How the CEO of Obsidian Takes his Notes
A walkthrough of Steph Ango's minimalist note-taking system in Obsidian, emphasizing flat folder structures, heavy linking, and properties over hierarchy.
Key Takeaways
steph-ango (CEO of Obsidian) built his note-taking system around speed and laziness—reducing friction so you actually take notes instead of organizing them.
File Over App
Notes are plain markdown files that outlast any software. If Obsidian disappears tomorrow, your notes remain readable. This philosophy shapes every design decision.
Flat Structure with Properties
Most notes live in the vault root—no nested folders. Instead of deciding where a note belongs, add categories as properties. A single note can belong to multiple categories without duplication.
The only folders Steph keeps:
- References — things outside your world (people, movies, books)

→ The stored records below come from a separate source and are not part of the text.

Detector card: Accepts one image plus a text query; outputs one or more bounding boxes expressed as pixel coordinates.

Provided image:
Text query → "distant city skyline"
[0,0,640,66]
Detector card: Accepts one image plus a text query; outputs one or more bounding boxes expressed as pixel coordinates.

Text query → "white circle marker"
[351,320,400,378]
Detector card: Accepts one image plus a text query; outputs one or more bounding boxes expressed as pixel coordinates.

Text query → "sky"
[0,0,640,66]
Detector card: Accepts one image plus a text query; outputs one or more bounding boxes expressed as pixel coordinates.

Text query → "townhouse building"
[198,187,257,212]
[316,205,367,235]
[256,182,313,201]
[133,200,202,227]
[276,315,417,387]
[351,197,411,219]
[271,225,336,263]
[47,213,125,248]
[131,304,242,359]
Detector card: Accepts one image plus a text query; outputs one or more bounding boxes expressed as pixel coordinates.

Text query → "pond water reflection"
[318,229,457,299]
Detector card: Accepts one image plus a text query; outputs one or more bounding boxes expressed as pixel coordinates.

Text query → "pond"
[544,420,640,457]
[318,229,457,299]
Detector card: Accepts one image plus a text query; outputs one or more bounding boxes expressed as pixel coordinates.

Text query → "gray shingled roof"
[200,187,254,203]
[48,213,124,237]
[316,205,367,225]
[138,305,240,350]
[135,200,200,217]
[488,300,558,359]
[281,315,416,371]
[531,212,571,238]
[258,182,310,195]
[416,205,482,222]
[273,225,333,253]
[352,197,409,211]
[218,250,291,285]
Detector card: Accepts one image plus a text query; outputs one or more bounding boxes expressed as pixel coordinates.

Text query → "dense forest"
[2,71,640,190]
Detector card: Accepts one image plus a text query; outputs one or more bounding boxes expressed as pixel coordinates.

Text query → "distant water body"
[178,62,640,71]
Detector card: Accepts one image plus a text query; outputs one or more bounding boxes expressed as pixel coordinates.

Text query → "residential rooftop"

- Attachments — images and files
- Templates — starting points for new notes
- Daily — daily notes as link anchors
Heavy Linking
Link the first mention of anything—people, places, ideas, even if the target note doesn't exist yet. Over time, these connections reveal thinking patterns and create navigation paths through backlinks.
Templates for Speed
Almost every note starts from a template. Templates auto-add relevant properties (date, categories, tags) so you capture metadata without thinking about it.
Quick Switcher Navigation
Never browse the file tree. Press Cmd+O (or Ctrl+O) to jump directly to any note or category. The file explorer becomes irrelevant.
Evergreen Notes
Objectify reusable ideas as evergreen notes—atomic insights you reference across many contexts. These turn fleeting thoughts into building blocks.
Rating System
A 1-7 scale marks importance:
- 7 — Life-changing
- 4 — Worth remembering
- 1 — Negatively impactful
Apply ratings to anything: books, movies, meetings, experiences.
Composable Templates
Templates don't overlap—they stack. A person who's also an author gets both the people and author templates applied, showing meetings and books they've written.
The Daily Rhythm
- Daily: Create unique notes for thoughts as they occur, linking first mentions
- Every few days: Review recent notes, compile patterns into new insights
- Occasionally: Resurface highly-rated items for deeper engagement
Notable Quotes
"His system is oriented towards speed and laziness—he doesn't want the overhead of deciding where things should go."
"Even if these new things aren't pointing to anything yet... this heavy linking style becomes more useful as time goes on."